Cara kedua, relatif bisa lebih mempersingkat waktu, yakni dengan membeli teknologi milik merek-merek global yang sudah eksis di pasar. Cara ini dilakukan Hyundai dan Proton ketika membeli teknologi salah satu sedan milik Mitsubishi Motors Jepang. ’’Istilahnya mencontek model yang sudah ada, untuk pengembagan model-model lain,’’ terangnya.

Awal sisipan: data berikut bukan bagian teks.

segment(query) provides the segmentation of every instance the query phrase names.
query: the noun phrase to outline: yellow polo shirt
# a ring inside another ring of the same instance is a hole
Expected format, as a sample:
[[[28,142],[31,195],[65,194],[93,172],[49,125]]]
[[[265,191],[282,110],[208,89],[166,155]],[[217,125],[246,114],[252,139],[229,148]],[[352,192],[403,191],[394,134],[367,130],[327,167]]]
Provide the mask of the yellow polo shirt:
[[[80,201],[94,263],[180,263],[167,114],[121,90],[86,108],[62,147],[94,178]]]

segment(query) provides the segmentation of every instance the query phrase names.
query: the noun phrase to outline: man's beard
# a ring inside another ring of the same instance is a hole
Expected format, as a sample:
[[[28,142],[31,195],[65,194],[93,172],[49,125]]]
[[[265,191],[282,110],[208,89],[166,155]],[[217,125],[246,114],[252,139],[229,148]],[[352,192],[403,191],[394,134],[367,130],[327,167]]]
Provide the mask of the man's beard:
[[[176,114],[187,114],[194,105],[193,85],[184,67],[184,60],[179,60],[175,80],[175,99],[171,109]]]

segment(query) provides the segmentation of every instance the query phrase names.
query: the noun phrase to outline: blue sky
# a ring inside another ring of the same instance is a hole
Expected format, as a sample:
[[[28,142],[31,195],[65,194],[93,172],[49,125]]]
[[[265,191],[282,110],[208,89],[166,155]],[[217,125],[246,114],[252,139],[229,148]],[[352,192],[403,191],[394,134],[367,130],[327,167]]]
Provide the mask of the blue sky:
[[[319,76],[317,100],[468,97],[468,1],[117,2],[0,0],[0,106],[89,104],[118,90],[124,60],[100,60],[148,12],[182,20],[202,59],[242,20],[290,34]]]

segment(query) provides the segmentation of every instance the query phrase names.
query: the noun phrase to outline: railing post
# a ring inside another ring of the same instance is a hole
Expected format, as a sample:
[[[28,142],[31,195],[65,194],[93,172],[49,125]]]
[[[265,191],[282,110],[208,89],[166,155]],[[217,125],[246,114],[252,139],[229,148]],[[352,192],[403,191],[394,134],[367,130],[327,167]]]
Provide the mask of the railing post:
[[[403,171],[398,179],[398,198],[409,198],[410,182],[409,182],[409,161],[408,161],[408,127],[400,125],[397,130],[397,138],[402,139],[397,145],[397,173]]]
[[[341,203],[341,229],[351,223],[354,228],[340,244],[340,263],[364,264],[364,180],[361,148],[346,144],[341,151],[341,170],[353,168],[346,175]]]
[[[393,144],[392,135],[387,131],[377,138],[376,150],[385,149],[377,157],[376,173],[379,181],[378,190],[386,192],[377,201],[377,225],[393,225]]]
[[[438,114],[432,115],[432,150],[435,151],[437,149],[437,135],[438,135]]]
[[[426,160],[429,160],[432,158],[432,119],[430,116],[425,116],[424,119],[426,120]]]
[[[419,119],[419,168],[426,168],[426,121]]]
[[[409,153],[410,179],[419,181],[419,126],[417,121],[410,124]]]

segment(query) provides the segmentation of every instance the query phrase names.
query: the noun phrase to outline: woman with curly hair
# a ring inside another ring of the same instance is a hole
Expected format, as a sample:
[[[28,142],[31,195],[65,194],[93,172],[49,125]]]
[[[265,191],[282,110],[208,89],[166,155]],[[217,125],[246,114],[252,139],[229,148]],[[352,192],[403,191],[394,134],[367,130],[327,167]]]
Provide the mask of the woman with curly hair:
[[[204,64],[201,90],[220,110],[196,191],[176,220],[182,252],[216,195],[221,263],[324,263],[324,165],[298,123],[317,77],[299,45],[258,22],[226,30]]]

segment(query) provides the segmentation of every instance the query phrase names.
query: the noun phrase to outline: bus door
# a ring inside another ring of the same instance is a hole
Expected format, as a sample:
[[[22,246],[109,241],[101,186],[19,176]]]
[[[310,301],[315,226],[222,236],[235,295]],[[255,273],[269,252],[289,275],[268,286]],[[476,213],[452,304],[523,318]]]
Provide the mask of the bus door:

Indonesia wajib meminta klausal pengembangan desain (redesign), supaya bisa dikembangkan menjadi mobil nasional. ’’Masalahnya membeli hak paten dan teknologi suatu merek itu pasti mahal sekali. Tapi, kalau sudah bisa desain ulang, hasilnya seperti sekarang, Hyundai dikenal sebagai merek dari Korsel, Proton dikenal sebagai produk dari Malaysia,’’ jelasnya. (dyn/wir/hen)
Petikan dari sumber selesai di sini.